Prompt injection, sensitive information disclosure, system prompt leakage, and excessive agency are a few of the core risks and vulnerabilities to keep in mind when you’re using these applications and when you’re building them so that you can mitigate them. To help mitigate these threats, the team at Meta, creators of the Llama model family, introduced the LlamaFirewall framework at their inaugural LlamaCon conference in April. This toolkit provides AI developers with practical tools to safeguard against these types of vulnerabilities.
The OWASP Top 10 List for LLMs is also a great resource, providing actionable insights into vulnerability impact and severity. It empowers developers and security teams to prioritize initiatives to mitigate risk, with periodic updates that keep the information relevant as the threat landscape evolves. Complementary to MITRE ATT&CK, ATLAS is a knowledge base of adversary tactics and techniques against AI-enabled systems and mitigations for AI security threats.
One more thing — API security has never been more important. Over the past 10–15 years, APIs have become a cornerstone of modern computing, especially in SaaS products. When it comes to LLMs, APIs are often the primary way users interact with the model, making them a critical attack surface to understand. I could easily dedicate an entire blog post to API security (and many others have), but the key takeaway is this: whether you’re using an external provider or building your own internal model, API security must be treated as a first-class concern. Protecting this interface is essential to mitigating risk.
What Tidal Cyber Can Do to Mitigate Risk
AI-specific security policies around model provider vetting, tools for LLM vulnerability management, and API security solutions are all important controls to have in place to help mitigate core risks. However, Tidal Cyber can help customers go even further by quantifying the effectiveness of their existing security stack and understanding what more they can do to mitigate risk to AI-enabled systems at the application layer through Continuous Threat Exposure Management (CTEM).
Our approach to CTEM focuses on Threat Informed Defense (TID) to support all five stages of CTEM – scoping, discovery, prioritization, validation, and mobilization.
Grounded in ATT&CK and extensible to include ATLAS, the Tidal Cyber platform:
- Organizes critical threat and defensive intelligence against ATT&CK to scope threats and discover risks to assets.
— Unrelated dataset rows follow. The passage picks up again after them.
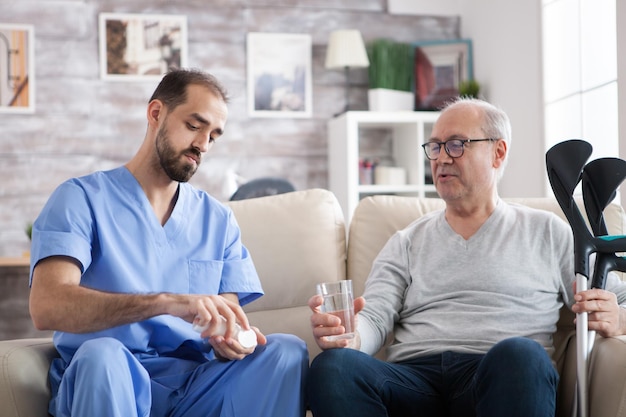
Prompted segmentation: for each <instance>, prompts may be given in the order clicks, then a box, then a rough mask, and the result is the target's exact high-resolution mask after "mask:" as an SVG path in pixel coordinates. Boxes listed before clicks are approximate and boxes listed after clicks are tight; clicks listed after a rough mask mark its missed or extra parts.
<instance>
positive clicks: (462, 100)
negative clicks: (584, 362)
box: [308, 99, 626, 417]
mask: <svg viewBox="0 0 626 417" xmlns="http://www.w3.org/2000/svg"><path fill="white" fill-rule="evenodd" d="M510 143H511V128H510V123H509V119H508V117H507V115H506V114H505V113H504V112H503V111H501V110H500V109H498V108H496V107H495V106H493V105H491V104H489V103H487V102H484V101H481V100H476V99H459V100H457V101H455V102H453V103H451V104H450V105H448V106H447V107H446V108H445V109H444V110H443V111H442V112H441V115H440V117H439V119H438V120H437V122H436V123H435V125H434V127H433V130H432V135H431V137H430V139H429V140H428V142H427V143H425V144H424V151H425V153H426V156H427V158H428V159H429V160H430V164H431V168H432V173H433V180H434V183H435V187H436V189H437V192H438V194H439V196H440V197H441V198H442V199H443V200H444V201H445V203H446V207H445V209H443V210H441V211H437V212H433V213H431V214H428V215H425V216H423V217H421V218H420V219H419V220H416V221H415V222H413V223H412V224H411V225H409V226H408V227H407V228H406V229H404V230H402V231H399V232H397V233H396V234H395V235H394V236H393V237H391V238H390V240H389V241H388V242H387V244H386V245H385V247H384V248H383V249H382V250H381V252H380V254H379V255H378V257H377V259H376V260H375V262H374V264H373V266H372V270H371V273H370V276H369V277H368V279H367V282H366V287H365V292H364V295H363V297H361V298H357V299H356V300H355V302H354V303H355V311H356V312H358V316H357V320H358V324H357V334H356V337H355V338H353V339H351V340H350V339H347V340H346V339H344V340H339V341H331V340H329V339H327V336H331V335H337V334H341V333H342V332H344V329H343V327H341V326H340V323H339V319H337V318H336V317H334V316H332V315H329V314H322V313H320V309H319V306H320V304H321V301H322V300H321V297H319V296H313V297H312V298H311V299H310V301H309V305H310V307H311V309H312V311H313V314H312V316H311V325H312V330H313V334H314V336H315V339H316V341H317V343H318V345H319V346H320V347H321V348H322V349H323V352H322V353H321V354H320V355H319V356H318V357H317V358H315V360H314V361H313V363H312V365H311V370H310V374H309V381H308V390H309V395H310V404H311V409H312V410H313V413H314V415H315V416H316V417H334V416H346V415H354V416H357V415H358V416H359V417H374V416H376V417H382V416H397V417H401V416H430V417H433V416H455V417H465V416H467V417H470V416H477V415H478V416H483V417H488V416H492V417H502V416H520V417H521V416H524V417H531V416H545V417H554V412H555V404H556V391H557V386H558V379H559V376H558V374H557V372H556V370H555V369H554V367H553V364H552V362H551V359H550V353H551V352H552V350H553V346H552V338H551V335H552V333H553V332H554V331H555V329H556V323H557V320H558V317H559V309H560V308H561V306H562V305H563V304H564V303H565V304H567V305H569V306H571V307H572V310H573V311H574V312H583V311H587V312H593V314H590V315H589V324H590V326H589V327H590V328H591V329H593V330H597V331H598V332H599V333H600V334H602V335H604V336H611V335H617V334H624V332H625V330H626V329H625V326H626V315H625V311H624V309H621V308H620V307H619V303H623V302H624V301H626V285H624V284H623V283H621V282H619V280H618V278H617V277H616V276H612V277H611V278H610V280H609V283H608V285H607V288H608V289H610V290H611V291H612V292H611V291H604V290H589V291H586V292H583V293H579V294H576V295H575V296H574V289H573V282H574V279H575V274H574V263H573V256H574V251H573V242H572V236H571V229H570V228H569V226H568V225H567V224H566V223H565V222H563V221H562V220H561V219H559V218H558V217H557V216H555V215H554V214H551V213H548V212H544V211H539V210H534V209H531V208H528V207H524V206H520V205H513V204H507V203H505V202H504V201H502V200H501V199H500V198H499V196H498V191H497V184H498V180H499V179H500V177H501V175H502V172H503V170H504V167H505V165H506V162H507V157H508V151H509V148H510ZM366 301H367V302H366ZM618 301H619V302H618ZM392 333H393V337H394V338H393V341H392V343H391V345H390V346H389V347H388V350H387V356H388V362H384V361H381V360H378V359H376V358H374V357H373V356H372V355H373V354H374V353H376V352H377V351H378V350H379V349H380V348H381V347H382V346H383V345H384V344H385V341H386V339H387V337H388V336H390V335H391V334H392Z"/></svg>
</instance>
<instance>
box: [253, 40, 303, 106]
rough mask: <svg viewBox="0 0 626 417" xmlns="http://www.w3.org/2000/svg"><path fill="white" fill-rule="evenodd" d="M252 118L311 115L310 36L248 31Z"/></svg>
mask: <svg viewBox="0 0 626 417" xmlns="http://www.w3.org/2000/svg"><path fill="white" fill-rule="evenodd" d="M247 48H248V50H247V52H248V54H247V55H248V56H247V58H248V113H249V114H250V116H251V117H311V115H312V113H313V99H312V87H311V86H312V81H311V79H312V76H311V51H312V49H311V36H310V35H306V34H281V33H248V37H247Z"/></svg>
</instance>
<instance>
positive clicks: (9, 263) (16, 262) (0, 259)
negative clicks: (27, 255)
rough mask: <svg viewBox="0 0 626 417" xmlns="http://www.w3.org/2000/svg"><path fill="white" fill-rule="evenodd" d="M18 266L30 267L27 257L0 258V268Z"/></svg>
mask: <svg viewBox="0 0 626 417" xmlns="http://www.w3.org/2000/svg"><path fill="white" fill-rule="evenodd" d="M18 266H25V267H28V266H30V258H28V257H27V256H15V257H0V268H11V267H18Z"/></svg>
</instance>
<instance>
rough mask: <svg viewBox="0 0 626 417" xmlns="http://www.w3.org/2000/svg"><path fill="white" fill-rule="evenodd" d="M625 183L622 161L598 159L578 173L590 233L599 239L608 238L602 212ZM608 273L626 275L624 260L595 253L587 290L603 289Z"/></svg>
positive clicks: (619, 256) (611, 237) (625, 259)
mask: <svg viewBox="0 0 626 417" xmlns="http://www.w3.org/2000/svg"><path fill="white" fill-rule="evenodd" d="M624 179H626V161H624V160H623V159H619V158H599V159H596V160H594V161H591V162H589V163H588V164H587V165H585V168H584V169H583V173H582V189H583V202H584V204H585V211H586V213H587V219H588V220H589V224H590V225H591V230H592V231H593V234H594V235H595V236H596V237H599V238H601V239H615V238H617V237H623V236H609V233H608V230H607V228H606V223H605V221H604V209H605V208H606V207H607V206H608V205H609V203H611V201H613V200H614V199H615V197H616V196H617V189H618V187H619V186H620V185H621V184H622V182H624ZM610 271H620V272H626V258H624V257H623V256H618V255H616V254H615V253H601V252H599V253H597V254H596V262H595V267H594V272H593V278H592V280H591V288H602V289H604V288H605V287H606V278H607V275H608V273H609V272H610Z"/></svg>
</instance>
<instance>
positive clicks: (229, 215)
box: [30, 70, 308, 417]
mask: <svg viewBox="0 0 626 417" xmlns="http://www.w3.org/2000/svg"><path fill="white" fill-rule="evenodd" d="M227 115H228V109H227V96H226V92H225V90H224V88H223V87H222V86H221V85H220V83H219V82H218V81H217V80H216V79H215V78H214V77H213V76H211V75H209V74H206V73H203V72H200V71H195V70H193V71H192V70H175V71H172V72H170V73H168V74H167V75H166V76H165V77H164V78H163V80H162V81H161V83H160V84H159V86H158V87H157V89H156V90H155V92H154V94H153V96H152V98H151V99H150V102H149V104H148V107H147V112H146V116H147V122H148V125H147V131H146V135H145V138H144V141H143V143H142V145H141V146H140V148H139V150H138V152H137V153H136V155H135V156H134V157H133V158H132V159H131V160H130V161H129V162H128V163H127V164H126V165H124V166H122V167H119V168H116V169H113V170H111V171H106V172H97V173H94V174H91V175H87V176H85V177H81V178H76V179H71V180H68V181H66V182H65V183H63V184H61V185H60V186H59V187H58V188H57V189H56V190H55V191H54V193H53V194H52V196H51V197H50V199H49V201H48V203H47V204H46V205H45V207H44V208H43V210H42V212H41V214H40V215H39V217H38V218H37V220H36V221H35V223H34V227H33V244H32V250H31V296H30V311H31V315H32V319H33V322H34V324H35V326H36V327H37V328H38V329H41V330H55V333H54V343H55V346H56V348H57V350H58V352H59V354H60V356H61V357H60V358H58V359H55V360H54V361H53V363H52V365H51V368H50V383H51V390H52V400H51V402H50V410H49V411H50V413H51V414H52V415H54V416H79V417H84V416H90V417H96V416H107V417H115V416H119V417H133V416H141V417H147V416H186V417H190V416H202V417H210V416H238V417H240V416H246V417H253V416H258V417H261V416H281V417H289V416H294V417H295V416H303V415H304V399H303V388H302V387H303V384H302V381H303V380H304V378H305V376H306V375H305V374H306V371H307V369H308V354H307V350H306V346H305V344H304V342H303V341H301V340H300V339H297V338H296V337H295V336H290V335H271V336H268V337H266V336H264V335H263V334H262V333H261V332H260V331H259V330H258V329H256V328H252V329H253V330H254V331H255V332H256V338H257V342H258V346H257V347H256V348H254V347H252V348H246V347H243V346H242V345H240V344H239V343H238V342H237V340H236V339H235V338H234V337H233V336H234V333H235V328H236V324H238V325H240V326H241V327H242V328H244V329H247V330H249V329H250V324H249V322H248V319H247V317H246V315H245V313H244V312H243V310H242V308H241V307H240V306H241V305H243V304H246V303H249V302H251V301H253V300H255V299H256V298H258V297H260V296H261V295H262V294H263V292H262V289H261V284H260V282H259V278H258V276H257V274H256V271H255V268H254V265H253V263H252V260H251V258H250V255H249V253H248V252H247V250H246V248H245V247H244V246H243V244H242V242H241V234H240V230H239V227H238V225H237V223H236V221H235V219H234V217H233V213H232V212H231V210H230V209H228V208H227V207H225V206H224V205H222V204H220V203H219V202H218V201H217V200H215V199H214V198H212V197H211V196H209V195H208V194H207V193H205V192H203V191H200V190H197V189H195V188H194V187H192V186H191V185H189V184H188V183H187V181H188V180H189V179H190V178H191V177H192V175H193V174H194V173H195V171H196V170H197V168H198V166H199V165H200V163H201V162H202V159H203V156H204V155H205V154H206V152H208V150H209V149H210V148H211V147H212V146H213V144H214V143H215V141H216V140H217V139H218V138H219V137H220V136H221V134H222V133H223V130H224V125H225V123H226V119H227ZM223 320H225V321H226V327H227V330H226V333H225V334H223V335H218V334H217V333H219V332H218V331H217V329H218V327H219V326H220V324H221V322H222V321H223ZM194 321H195V322H196V323H199V324H202V325H205V330H203V331H202V333H201V334H199V333H197V332H195V331H194V330H193V329H192V323H193V322H194Z"/></svg>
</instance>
- Uses Threat Profiles to prioritize and map adversary tactics, techniques, and procedures ( TTPs) to your entire Defensive Stack, down to specific capabilities.
- Generates a Coverage Map and provides a Confidence Score to quantify residual risk.
- Recommends how to fine tune your defenses – through policies, procedures, or technologies – to better protect against attacks against AI-enabled systems.
- Continuously reassesses risk based on updated threat intelligence and changes to your Defensive Stack.
Closing thoughts
Many companies using generative AI and building LLM applications aren’t cybersecurity companies. Tidal Cyber is in the relatively unique position of doing both. We carefully evaluate LLM applications and other generative model types through the dual lens of a cybersecurity company and a developer of an AI system, NARC. Our due diligence gives our customers confidence that whatever we develop will be approached with a comprehensive risk assessment, deployment of defensive measures proven to reduce risk, and customer transparency and control. Additionally, our approach to CTEM puts us at the forefront of helping organizations operationalize ATLAS to mitigate risk to their AI-enabled systems.